Il lavoro agile, come abbiamo sempre cercato di sottolineare, contribuisce positivamente anche
all’ambiente, contribuendo a un calo delle emissioni di CO2 di 480 chilogrammi a persona ogni anno grazie alla riduzione degli spostamenti e all’uso limitato degli uffici (anche solo per due giorni di lavoro ogni settimana). Riguardo all’impatto sul mercato immobiliare, inoltre, è stato dimostrato che il 14% dei lavoratori da remoto ha cambiato o considera l’idea di cambiare casa, spesso optando per zone periferiche o piccole città in cerca di uno stile di vita diverso, generando così un effetto positivo su varie aree del paese.

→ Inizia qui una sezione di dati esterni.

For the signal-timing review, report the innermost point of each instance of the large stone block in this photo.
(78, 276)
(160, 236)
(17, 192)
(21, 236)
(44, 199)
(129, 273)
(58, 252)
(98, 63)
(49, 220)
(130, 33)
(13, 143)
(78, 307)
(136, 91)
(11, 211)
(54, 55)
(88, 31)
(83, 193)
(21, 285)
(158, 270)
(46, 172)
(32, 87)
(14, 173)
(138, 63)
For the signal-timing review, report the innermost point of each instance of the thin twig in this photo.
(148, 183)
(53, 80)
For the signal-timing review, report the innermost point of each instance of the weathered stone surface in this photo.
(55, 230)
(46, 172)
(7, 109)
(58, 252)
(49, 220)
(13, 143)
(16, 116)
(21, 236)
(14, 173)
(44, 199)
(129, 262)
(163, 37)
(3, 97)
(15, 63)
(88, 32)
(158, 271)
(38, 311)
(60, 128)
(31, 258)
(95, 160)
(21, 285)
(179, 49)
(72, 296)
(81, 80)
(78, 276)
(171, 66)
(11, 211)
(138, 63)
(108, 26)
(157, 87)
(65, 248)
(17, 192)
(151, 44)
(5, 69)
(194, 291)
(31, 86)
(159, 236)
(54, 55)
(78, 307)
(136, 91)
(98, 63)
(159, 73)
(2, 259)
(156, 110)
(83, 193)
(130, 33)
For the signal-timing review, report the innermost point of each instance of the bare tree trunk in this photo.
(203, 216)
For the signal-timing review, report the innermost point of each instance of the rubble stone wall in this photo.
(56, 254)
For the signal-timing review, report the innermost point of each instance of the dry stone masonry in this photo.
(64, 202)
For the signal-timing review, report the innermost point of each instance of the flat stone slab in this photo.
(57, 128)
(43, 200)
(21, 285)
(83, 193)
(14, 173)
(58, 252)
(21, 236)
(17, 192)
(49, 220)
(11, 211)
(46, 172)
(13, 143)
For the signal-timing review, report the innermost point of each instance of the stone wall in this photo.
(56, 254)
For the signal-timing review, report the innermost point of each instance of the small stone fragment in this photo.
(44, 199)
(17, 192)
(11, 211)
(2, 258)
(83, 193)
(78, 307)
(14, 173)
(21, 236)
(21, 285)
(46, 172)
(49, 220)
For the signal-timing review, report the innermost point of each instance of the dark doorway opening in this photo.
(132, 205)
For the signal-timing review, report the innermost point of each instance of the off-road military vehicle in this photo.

Certo non tutto il sistema funziona alla perfezione. Innanzitutto, il lavoro remoto non sempre si traduce in modelli genuinamente “smart”. E solo i veri lavoratori agili, coloro che non solo lavorano da remoto ma dispongono anche di una flessibilità di orario e lavorano per obiettivi, mostrano livelli superiori di benessere ed engagement rispetto ai lavoratori tradizionali.
Né si può sorvolare sul fatto che, all’interno di molte realtà, lo smart working è ancora visto con sospetto. Mariano Corso, responsabile scientifico dell’Osservatorio smart working del Politecnico, sostiene infatti che “C’è una certa schizofrenia perché in diverse realtà vige ancora una certa cultura del sospetto per cui si obbligano le persone a lavorare in presenza il lunedì e il venerdì”. Ragion per cui occorre prima scardinare questo “vecchio” modo di approcciarsi allo smart per potere fare progressi e seguire il virtuoso esempio di aziende come Assicurazioni Generali. Modelli cioè in cui il lavoro in azienda viene
alternato a quello da remoto (a cui è sempre più spesso dedicata la giornata di venerdì).
Work-life balance, modello ibrido, coworking, sostenibilità ambientale. Tutti concetti su cui NotOnlyDesk ha sempre puntato e cercato di approfondire. In attesa di ulteriori aggiornamenti e di un futuro sempre più smart.